One of my friends who owns a small, specialized, successful distribution company once characterized the people on his team to me as either “nice guys who don’t know anything” or “guys who know everything about every product but have zero people skills.” It sounds like a stark generalization, but since I know the people he was talking about, I have to admit he was right.
There is often an inverse correlation between how brilliant someone is with technology and whether you should ever let them anywhere near your customers. When I worked in retail sporting goods (which is literally now a whole other lifetime ago), we had a number of techs on staff. One, in particular, was a virtuoso with everything: skate sharpening, skis, bikes, stringing racquets, etc. There was no discipline he hadn’t mastered. In terms of technical proficiency, there was him, and then everyone else was a distant second.
Unfortunately, he was also the single biggest source of customer complaints: He was completely incapable of not being abrasive or condescending.
At least in the short term, management’s solution was to keep him busy with work orders and forbid him from talking to customers. Other people could write new work orders for stuff being dropped off or check them out when they were picked up. Just not him.

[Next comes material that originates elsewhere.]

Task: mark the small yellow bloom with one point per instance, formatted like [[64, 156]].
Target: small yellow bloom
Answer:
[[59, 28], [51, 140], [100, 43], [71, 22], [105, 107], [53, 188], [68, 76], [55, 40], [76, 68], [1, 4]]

Long term, it didn’t work out, unsurprisingly, but it did keep the peace for a while.
Not everyone I’ve known has been as extreme as that. The best AV tech I’ve ever known is not only the best AV tech I’ve ever known, but he’s also really good with people. Customers like him, and he can talk with them; he’d just …rather not have to. He’s happiest when he can focus on completing tasks to his own exacting standards of perfection and not have to deal with people. I can respect that.